Kindermishandeling is een kwetsbaar onderwerp welke zorgvuldig handelen en overleg vraagt. De wet biedt deze ruimte en daarop wordt door de tuchtrechter getoetst. Laten we dit met elkaar bewaken vanuit vertrouwen, in het belang van het kind.
Lia Jak, vertrouwensarts AMK, namens de VVAK (Vereniging Vertrouwensartsen inzake Kindermishandeling)
AMK en informatie (antwoord auteur)
Mevrouw Jak ben ik erkentelijk voor haar toelichting op de werkwijze van de (vertrouwensartsen bij de) AMK’s. Het is goed te vernemen dat de bij de AMK’s werkzame vertrouwensartsen het belang van zorgvuldige omgang met medische en andere privacygevoelige gegevens onderschrijven. Daaraan bestond overigens mijnerzijds geen twijfel. Problematisch is wel dat vertrouwensartsen bij AMK’s niet altijd even goed zijn ingebed. Bij de vervulling van bepaalde AMK-taken, zoals het stellen van bepaalde vragen aan behandeld artsen of het interpreteren van een melding met medische informatie, is de inbreng van (vertrouwens)arts niet altijd gewaarborgd. Dat zorgt nogal eens voor misverstanden, zo blijkt althans uit de berichten die mij bereiken.

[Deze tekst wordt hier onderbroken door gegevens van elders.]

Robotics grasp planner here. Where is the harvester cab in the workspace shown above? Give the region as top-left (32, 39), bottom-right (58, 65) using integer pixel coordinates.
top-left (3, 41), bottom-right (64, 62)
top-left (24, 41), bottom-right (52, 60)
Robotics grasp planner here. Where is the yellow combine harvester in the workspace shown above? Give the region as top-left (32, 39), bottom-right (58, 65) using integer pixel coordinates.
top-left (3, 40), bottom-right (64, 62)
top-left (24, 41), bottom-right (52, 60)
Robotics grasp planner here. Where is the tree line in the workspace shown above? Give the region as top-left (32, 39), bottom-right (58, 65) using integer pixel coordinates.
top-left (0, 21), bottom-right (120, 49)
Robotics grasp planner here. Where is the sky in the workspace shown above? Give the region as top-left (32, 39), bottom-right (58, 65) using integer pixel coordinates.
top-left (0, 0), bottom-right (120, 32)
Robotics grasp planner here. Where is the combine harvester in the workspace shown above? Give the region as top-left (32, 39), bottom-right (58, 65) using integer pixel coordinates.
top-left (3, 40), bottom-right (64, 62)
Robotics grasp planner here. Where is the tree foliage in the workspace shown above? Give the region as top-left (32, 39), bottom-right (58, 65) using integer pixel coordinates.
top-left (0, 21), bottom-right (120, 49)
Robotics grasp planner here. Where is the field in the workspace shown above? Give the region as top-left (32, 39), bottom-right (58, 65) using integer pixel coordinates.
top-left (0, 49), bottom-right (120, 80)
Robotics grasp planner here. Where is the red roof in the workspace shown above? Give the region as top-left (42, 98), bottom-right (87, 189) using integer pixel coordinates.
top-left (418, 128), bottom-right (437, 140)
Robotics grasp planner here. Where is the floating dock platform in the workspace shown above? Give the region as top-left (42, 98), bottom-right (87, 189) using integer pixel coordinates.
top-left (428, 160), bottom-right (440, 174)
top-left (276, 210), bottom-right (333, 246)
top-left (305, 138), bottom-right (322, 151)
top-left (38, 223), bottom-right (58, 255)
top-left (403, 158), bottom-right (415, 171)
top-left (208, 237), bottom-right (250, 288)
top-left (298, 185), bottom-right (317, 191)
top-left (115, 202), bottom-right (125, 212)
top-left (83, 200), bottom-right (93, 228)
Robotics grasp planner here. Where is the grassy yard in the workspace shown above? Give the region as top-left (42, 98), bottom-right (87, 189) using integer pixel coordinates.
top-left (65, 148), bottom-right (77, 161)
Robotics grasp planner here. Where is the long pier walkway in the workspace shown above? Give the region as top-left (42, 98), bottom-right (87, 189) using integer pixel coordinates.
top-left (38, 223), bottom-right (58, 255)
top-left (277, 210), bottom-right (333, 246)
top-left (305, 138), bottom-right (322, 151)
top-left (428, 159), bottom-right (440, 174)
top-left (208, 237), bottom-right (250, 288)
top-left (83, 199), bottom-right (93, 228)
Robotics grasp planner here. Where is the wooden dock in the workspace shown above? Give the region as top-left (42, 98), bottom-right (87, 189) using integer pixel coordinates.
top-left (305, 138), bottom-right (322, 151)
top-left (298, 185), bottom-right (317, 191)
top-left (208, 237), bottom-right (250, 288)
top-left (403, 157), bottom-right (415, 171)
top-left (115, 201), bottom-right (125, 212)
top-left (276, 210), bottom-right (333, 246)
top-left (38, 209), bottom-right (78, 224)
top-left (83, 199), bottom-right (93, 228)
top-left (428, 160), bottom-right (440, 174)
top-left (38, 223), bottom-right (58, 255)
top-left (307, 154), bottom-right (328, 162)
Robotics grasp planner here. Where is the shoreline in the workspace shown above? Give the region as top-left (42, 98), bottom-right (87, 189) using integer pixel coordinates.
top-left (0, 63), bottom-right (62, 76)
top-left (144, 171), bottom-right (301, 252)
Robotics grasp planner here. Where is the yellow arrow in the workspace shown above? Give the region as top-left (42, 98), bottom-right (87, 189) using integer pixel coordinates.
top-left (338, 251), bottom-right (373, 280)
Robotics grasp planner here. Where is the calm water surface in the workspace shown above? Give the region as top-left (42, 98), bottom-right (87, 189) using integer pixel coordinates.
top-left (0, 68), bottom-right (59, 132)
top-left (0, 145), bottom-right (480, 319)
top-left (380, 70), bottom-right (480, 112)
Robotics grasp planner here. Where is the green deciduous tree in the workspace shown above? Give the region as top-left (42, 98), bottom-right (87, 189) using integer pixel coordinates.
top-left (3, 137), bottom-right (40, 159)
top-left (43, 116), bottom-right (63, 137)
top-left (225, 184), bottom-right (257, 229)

Met ingang van 1 januari dit jaar zijn de AMK’s overigens opgegaan in een nieuwe organisatie, genaamd ‘Veilig Thuis’. Dit is een regionaal georganiseerd advies- en meldpunt voor huiselijk geweld en voor kindermishandeling. Deze organisatie is dag en nacht (gratis) bereikbaar via 0800-2000. Zie ook: www.vooreenveiligthuis.nl
De naam Veilig Thuis komen we in de wet trouwens niet tegen; daarin wordt gesproken over Advies- en Meldpunt Huiselijk geweld en Kindermishandeling (AMHK). Volgens diezelfde wet moeten de Colleges van Burgemeester en Wethouders ervoor zorgen dat bij het AMHK, thans dus Veilig Thuis, voldoende deskundigheid aanwezig is, waaronder in ieder geval de beschikbaarheid van een arts met deskundigheid op het gebied van kindermishandeling. Laten we hopen dat dit bijdraagt aan een effectieve voorkoming en bestrijding van kindermishandeling. Hopelijk zal soortgelijke deskundigheid beschikbaar zijn als het gaat om andere vormen van huiselijk geweld.